Friday, December 05, 2008

Jonah Goldberg nails it

If I could, I would make Jonah Goldberg's column in National Review Online required reading for the entire blogosphere. As I can't, I'll just highlight the really good parts (but you should still read the whole thing):

Ask yourself this: Why are we in this financial crisis?

Any short list of reasons would include a lack of transparency in markets and regulatory rule-making; collusion between business and government; the politicization of lending practices (including the socialization of risk and the privatization of profit through giant governmental entities like Fannie Mae); and, of course, simple greed.

Does anyone honestly think China doesn’t have these problems ten times over? It has no free press, no democratic accountability, and no truly independent regulators.
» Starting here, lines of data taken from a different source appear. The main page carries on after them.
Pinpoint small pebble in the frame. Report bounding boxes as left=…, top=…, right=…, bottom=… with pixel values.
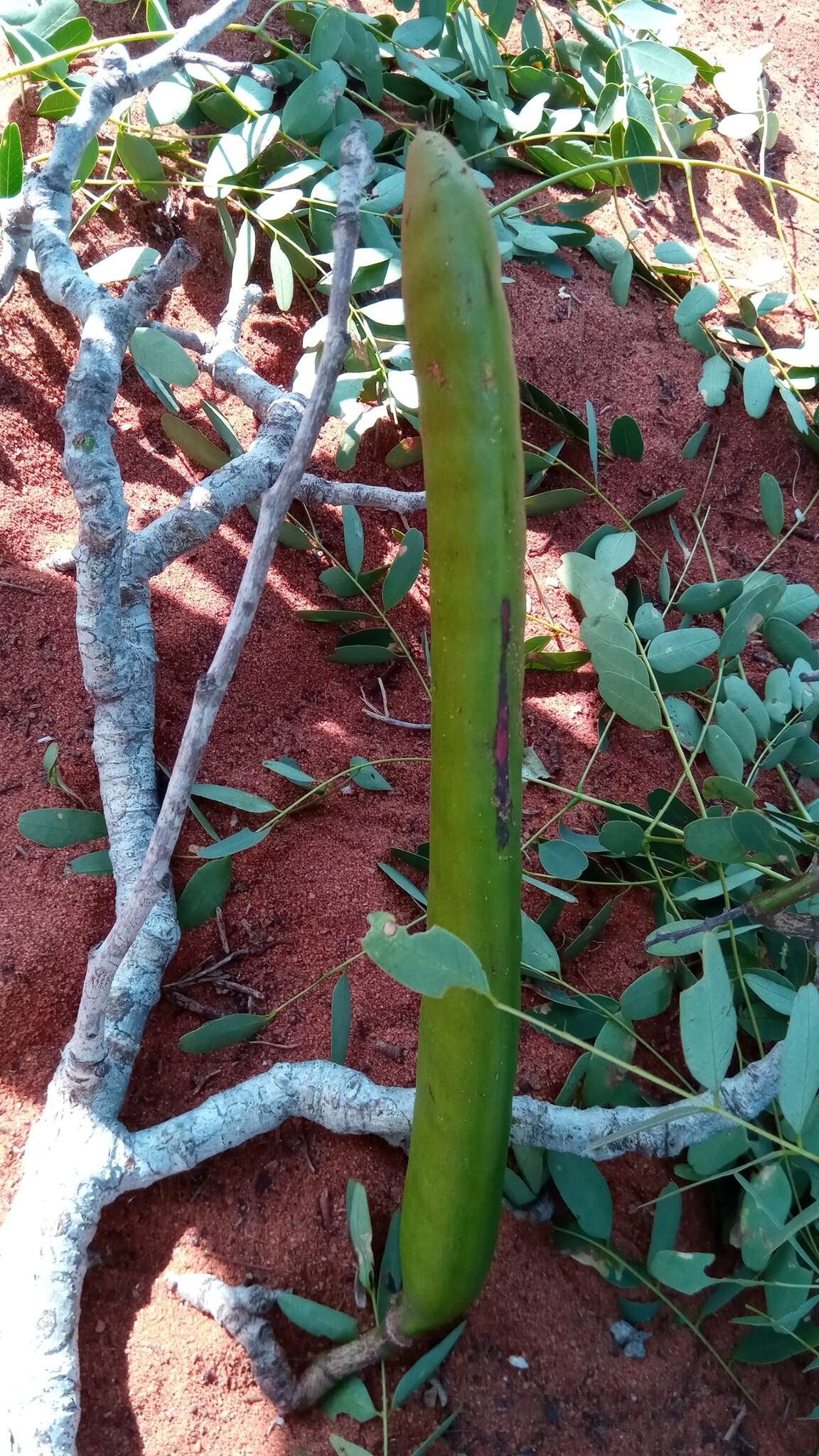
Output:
left=609, top=1319, right=651, bottom=1360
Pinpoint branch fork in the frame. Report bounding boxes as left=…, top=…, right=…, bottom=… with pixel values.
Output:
left=0, top=0, right=778, bottom=1456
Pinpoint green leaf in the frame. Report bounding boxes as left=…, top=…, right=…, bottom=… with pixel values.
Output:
left=647, top=628, right=720, bottom=673
left=146, top=71, right=194, bottom=127
left=634, top=601, right=666, bottom=642
left=654, top=239, right=697, bottom=268
left=325, top=1433, right=378, bottom=1456
left=759, top=472, right=786, bottom=537
left=537, top=839, right=589, bottom=879
left=594, top=532, right=637, bottom=572
left=548, top=1153, right=614, bottom=1241
left=732, top=1322, right=798, bottom=1364
left=705, top=700, right=756, bottom=763
left=382, top=527, right=424, bottom=611
left=309, top=6, right=347, bottom=65
left=319, top=567, right=386, bottom=597
left=0, top=121, right=23, bottom=196
left=277, top=1290, right=358, bottom=1344
left=682, top=419, right=711, bottom=460
left=341, top=505, right=364, bottom=577
left=688, top=1127, right=748, bottom=1178
left=18, top=810, right=108, bottom=849
left=378, top=859, right=427, bottom=906
left=361, top=910, right=490, bottom=996
left=262, top=759, right=316, bottom=789
left=717, top=575, right=786, bottom=663
left=269, top=237, right=294, bottom=313
left=679, top=932, right=736, bottom=1092
left=392, top=1321, right=466, bottom=1411
left=734, top=1163, right=793, bottom=1270
left=615, top=117, right=662, bottom=203
left=628, top=41, right=697, bottom=86
left=558, top=552, right=628, bottom=621
left=179, top=1015, right=268, bottom=1056
left=520, top=913, right=560, bottom=975
left=520, top=7, right=544, bottom=51
left=599, top=820, right=646, bottom=859
left=519, top=378, right=589, bottom=444
left=631, top=488, right=685, bottom=525
left=609, top=415, right=646, bottom=463
left=350, top=757, right=392, bottom=793
left=3, top=19, right=68, bottom=82
left=296, top=607, right=369, bottom=623
left=412, top=1411, right=461, bottom=1456
left=777, top=582, right=819, bottom=626
left=697, top=354, right=732, bottom=409
left=65, top=849, right=114, bottom=875
left=191, top=783, right=275, bottom=814
left=586, top=399, right=597, bottom=485
left=561, top=896, right=618, bottom=961
left=86, top=246, right=159, bottom=284
left=326, top=643, right=397, bottom=667
left=526, top=485, right=590, bottom=515
left=678, top=579, right=743, bottom=616
left=282, top=60, right=347, bottom=140
left=765, top=667, right=793, bottom=724
left=702, top=724, right=743, bottom=783
left=197, top=824, right=272, bottom=859
left=702, top=773, right=756, bottom=810
left=648, top=1249, right=715, bottom=1295
left=647, top=1188, right=682, bottom=1268
left=117, top=128, right=166, bottom=200
left=762, top=616, right=819, bottom=668
left=347, top=1178, right=375, bottom=1288
left=619, top=965, right=673, bottom=1021
left=597, top=673, right=663, bottom=728
left=583, top=1021, right=636, bottom=1106
left=665, top=697, right=702, bottom=749
left=780, top=985, right=819, bottom=1133
left=673, top=282, right=720, bottom=328
left=203, top=112, right=282, bottom=198
left=159, top=413, right=230, bottom=471
left=744, top=971, right=805, bottom=1019
left=329, top=971, right=353, bottom=1066
left=742, top=354, right=776, bottom=419
left=176, top=856, right=233, bottom=931
left=322, top=1374, right=379, bottom=1420
left=680, top=818, right=742, bottom=867
left=128, top=329, right=198, bottom=387
left=611, top=249, right=641, bottom=309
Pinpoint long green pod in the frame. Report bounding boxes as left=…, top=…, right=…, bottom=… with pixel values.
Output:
left=401, top=132, right=525, bottom=1335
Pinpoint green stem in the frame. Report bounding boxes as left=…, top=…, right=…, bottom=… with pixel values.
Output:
left=401, top=132, right=525, bottom=1335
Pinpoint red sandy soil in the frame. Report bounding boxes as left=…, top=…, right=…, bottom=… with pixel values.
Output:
left=0, top=0, right=819, bottom=1456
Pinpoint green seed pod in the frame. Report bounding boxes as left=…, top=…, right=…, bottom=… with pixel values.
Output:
left=401, top=132, right=525, bottom=1335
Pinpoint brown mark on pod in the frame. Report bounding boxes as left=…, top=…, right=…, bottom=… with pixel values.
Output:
left=493, top=597, right=511, bottom=849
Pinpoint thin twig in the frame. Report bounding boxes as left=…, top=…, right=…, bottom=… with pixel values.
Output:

After every Chinese earthquake, we discover that safety inspectors couldn’t be trusted to oversee the construction of schools and hospitals. And we’re supposed to believe that China’s corrupt model produces toxic baby formula but spic-and-span finances?


Jonah wrote that as part of his skeptical response to the Communist-China-is-the-future conventional wisdom. I'm guessing he'll hear from a lot of furious emailers telling him how wrong he is, but the cadres themselves know that every word of it is true. Yet the moment they acknowledge this, their facade of strength - upon which they rely for much of their global power - vanishes.

That's why they're insisting on picking fights with the Dalai Lama (Agence France Presse via Yahoo, Epoch Times, and ISN) and overseas opponents (Between Heaven and Earth, Epoch Times, and World Tribune) while merely hinting that something has gone horribly awry (BBC and Bloomberg). If the world is not distracted by the regime's bombast (which can include dramatic offers of "aid" - BBC), they may focus too much on the weakness behind, which despite the aforelinked "warnings," is already here (Epoch Times and Guardian, UK).

For in reality, as Goldberg himself notes:

There’s an honest debate about how much blame institutions like Fannie Mae and laws like the Community Reinvestment Act deserve for the financial crisis, but few honest observers dispute that they played some kind of deleterious role. Well, China’s entire economy is one big Fannie Mae, its laws one big Community Reinvestment Act.

I’m willing to bet that the bill for that comes due long, long, long before China catches up with the United States of America.

That is the cadres' worst nightmare, but every indication shows it's true. Despite Zhongnanhai's best efforts, it has fallen right into the Brezhnev path to oblivion.